Mohamed Hassan. L'Egitto è un paese strategico, per gli Stati Uniti. C'è l'accordo di Camp David con Israele, il canale di Suez, molto importante sul piano economico e militare, ci sono i nuovi accordi di collaborazione militare, la lotta contro il terrorismo, il sostegno diplomatico dell'Egitto… Gli Stati Uniti non possono permettersi di perdere il controllo, né di trovarsi nuovamente in una situazione come quella dell'Egitto sotto Nasser. Per 40 anni, l'esercito è stato il principale strumento di Washington per mantanere l'Egitto nel loro campo. Il colpo di Stato dell'esercito ed il ripristino dello Stato di emergenza, non costituisce dunque problema, per gli Stati Uniti. I Fratelli Musulmani o l'esercito, che importa, i loro interessi sono garantiti.

Come vedi la situazione dell'Egitto?

Mohamed Hassan. La protesta cominciata nel 2011 è sempre in sviluppo. L'esercito ed i vecchi detentori delle leve economiche compiono enormi sforzi per controllare la rabbia popolare ed incanalarla in una direzione che non minacci il loro potere. In tal modo, possono guadagnare tempo, ma non possono neppure proporre soluzioni ai veri problemi degli Egiziani.

A causa della violenza, la contraddizione tra i fratelli musulmani ed il resto della società è spinta al parossismo. Ma i progressisti non devono cadere in questa trappola. Devono rendersi conto che la maggioranza dei membri dei Fratelli Musulmani non è né di fascisti, né di reazionari.
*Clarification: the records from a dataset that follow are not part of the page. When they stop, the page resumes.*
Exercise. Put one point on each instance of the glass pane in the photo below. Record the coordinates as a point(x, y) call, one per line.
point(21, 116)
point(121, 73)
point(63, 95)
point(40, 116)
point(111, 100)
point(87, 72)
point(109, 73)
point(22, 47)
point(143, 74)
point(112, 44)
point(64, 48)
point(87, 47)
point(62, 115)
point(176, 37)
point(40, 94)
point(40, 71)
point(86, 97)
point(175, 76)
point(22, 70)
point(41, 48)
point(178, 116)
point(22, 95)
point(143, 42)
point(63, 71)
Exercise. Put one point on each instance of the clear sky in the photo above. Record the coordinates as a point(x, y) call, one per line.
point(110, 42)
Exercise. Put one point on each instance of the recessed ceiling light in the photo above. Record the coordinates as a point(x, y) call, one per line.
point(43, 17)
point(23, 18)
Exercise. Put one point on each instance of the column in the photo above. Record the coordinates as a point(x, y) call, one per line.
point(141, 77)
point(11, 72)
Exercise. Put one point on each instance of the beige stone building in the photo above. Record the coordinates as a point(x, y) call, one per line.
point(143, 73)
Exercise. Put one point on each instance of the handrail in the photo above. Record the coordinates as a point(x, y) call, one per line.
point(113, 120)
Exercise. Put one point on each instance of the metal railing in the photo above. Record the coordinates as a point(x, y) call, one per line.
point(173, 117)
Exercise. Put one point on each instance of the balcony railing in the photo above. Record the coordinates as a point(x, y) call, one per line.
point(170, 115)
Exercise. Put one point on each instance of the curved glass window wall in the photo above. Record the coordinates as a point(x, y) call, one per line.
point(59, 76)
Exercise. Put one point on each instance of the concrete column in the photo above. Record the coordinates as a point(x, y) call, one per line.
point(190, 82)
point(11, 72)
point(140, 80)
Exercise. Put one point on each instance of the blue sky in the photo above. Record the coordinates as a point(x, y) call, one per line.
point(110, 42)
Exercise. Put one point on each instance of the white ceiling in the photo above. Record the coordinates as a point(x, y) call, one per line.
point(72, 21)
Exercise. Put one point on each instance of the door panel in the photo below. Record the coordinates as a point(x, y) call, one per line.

Fra i quadri dei Fratelli Musulmani, ci sono numerosi intellettuali d'ispirazione islamista, nello stesso modo in cui, negli anni 50 o 60 in Belgio, si poteva fare parte del CVP-PSC in funzione di una motivazione cattolica. E quindi se si voleva opporsi allo Stato CVP-PSC di quell'epoca, ma non lo si faceva trattando e descrivendo la base di quel partito come fascista. Molti semplici partigiani dei Fratelli Musulmani vedono in questi ultimi una forza contro la povertà, anche se, qui, si sbagliano.

Il solo modo di affrontare i problemi del paese consiste nel chiamarli con il loro nome. Si tratta allora della riforma agraria, della disoccupazione enorme (dei giovani), del problema della casa, del controllo straniero sull'economia, dei diritti democratici, del potere dei partigiani di Mubarak… Ecco i temi che possono unire nuovamente gli Egiziani. Anche gli ufficiali subalterni, i soldati e la polizia ne sono interessati, come la massa di base dei Fratelli Musulmani. L'Egitto resta dunque terra di cambiamento. Un ritorno al periodo Mubarak è escluso.